What would be the best/quickest way to integrate

squareroot(1-x^2) ?

Trigonometric or Hyperbolic substitution works well...

Let \(\displaystyle x = \sin{\theta}\) so that \(\displaystyle dx = \cos{\theta}\,d\theta\).

The integral becomes

\(\displaystyle \int{\sqrt{1 - x^2}\,dx} = \int{\sqrt{1 - \sin^2{\theta}}\,\cos{\theta}\,d\theta}\)

\(\displaystyle = \int{\cos{\theta}\cos{\theta}\,d\theta}\)

\(\displaystyle = \int{\cos^2{\theta}\,d\theta}\)

\(\displaystyle = \int{\frac{1}{2}\cos{2\theta} + \frac{1}{2}\,d\theta}\)

\(\displaystyle = \frac{1}{4}\sin{2\theta} + \frac{1}{2}\theta + C\)

\(\displaystyle = \frac{2\sin{\theta}\cos{\theta}}{4} + \frac{\theta}{2} + C\)

\(\displaystyle = \frac{\sin{\theta}\cos{\theta} + \theta}{2} + C\).
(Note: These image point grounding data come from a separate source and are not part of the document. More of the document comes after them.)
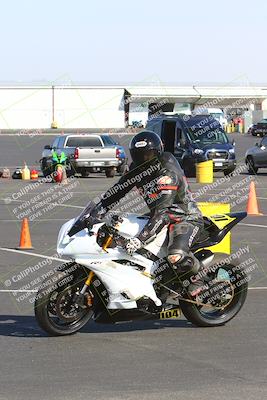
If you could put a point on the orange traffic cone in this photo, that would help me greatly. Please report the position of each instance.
(25, 237)
(252, 206)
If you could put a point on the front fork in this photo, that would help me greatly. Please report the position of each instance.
(78, 298)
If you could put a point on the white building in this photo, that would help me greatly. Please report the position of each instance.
(103, 107)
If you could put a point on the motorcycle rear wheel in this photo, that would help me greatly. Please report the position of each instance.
(208, 316)
(52, 302)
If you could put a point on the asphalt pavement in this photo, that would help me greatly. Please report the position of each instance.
(152, 360)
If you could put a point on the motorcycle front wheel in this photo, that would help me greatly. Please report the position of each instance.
(221, 300)
(54, 309)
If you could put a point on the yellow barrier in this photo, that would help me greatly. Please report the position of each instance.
(204, 172)
(209, 209)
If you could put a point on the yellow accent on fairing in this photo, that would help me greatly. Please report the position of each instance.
(217, 213)
(89, 279)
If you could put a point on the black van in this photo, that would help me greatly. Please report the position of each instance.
(193, 139)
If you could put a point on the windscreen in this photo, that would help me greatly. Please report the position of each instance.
(83, 141)
(80, 221)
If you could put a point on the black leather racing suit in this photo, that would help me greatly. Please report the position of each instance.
(163, 186)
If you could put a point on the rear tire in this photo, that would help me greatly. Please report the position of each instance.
(85, 173)
(194, 313)
(110, 172)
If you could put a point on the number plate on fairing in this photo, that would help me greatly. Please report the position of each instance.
(173, 313)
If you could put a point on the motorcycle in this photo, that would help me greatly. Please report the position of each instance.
(104, 284)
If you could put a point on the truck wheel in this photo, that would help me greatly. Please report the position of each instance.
(123, 169)
(85, 173)
(252, 170)
(110, 172)
(228, 171)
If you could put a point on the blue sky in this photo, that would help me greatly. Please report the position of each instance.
(140, 41)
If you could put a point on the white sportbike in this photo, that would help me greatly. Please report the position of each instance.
(104, 284)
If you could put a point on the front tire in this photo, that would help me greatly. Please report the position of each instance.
(216, 315)
(53, 301)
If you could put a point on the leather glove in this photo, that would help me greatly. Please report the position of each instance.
(132, 245)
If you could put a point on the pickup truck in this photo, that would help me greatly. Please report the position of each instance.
(86, 153)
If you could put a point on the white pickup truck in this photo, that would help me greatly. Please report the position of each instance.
(86, 153)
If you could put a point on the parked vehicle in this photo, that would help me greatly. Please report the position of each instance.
(194, 139)
(59, 166)
(121, 154)
(104, 284)
(260, 128)
(256, 156)
(86, 153)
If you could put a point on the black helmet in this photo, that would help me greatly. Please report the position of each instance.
(145, 146)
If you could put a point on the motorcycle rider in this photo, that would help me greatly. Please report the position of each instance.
(168, 198)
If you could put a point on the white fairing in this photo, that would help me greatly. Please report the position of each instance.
(116, 277)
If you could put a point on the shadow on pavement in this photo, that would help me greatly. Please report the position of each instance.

Remembering that \(\displaystyle x = \sin{\theta}\), that means \(\displaystyle \cos{\theta} = \sqrt{1 - x^2}\) and \(\displaystyle x = \arcsin{\theta}\) and substituting, we find

\(\displaystyle \int{\sqrt{1 - x^2}\,dx} = \frac{x\sqrt{1 - x^2} + \arcsin{x}}{2} + C\).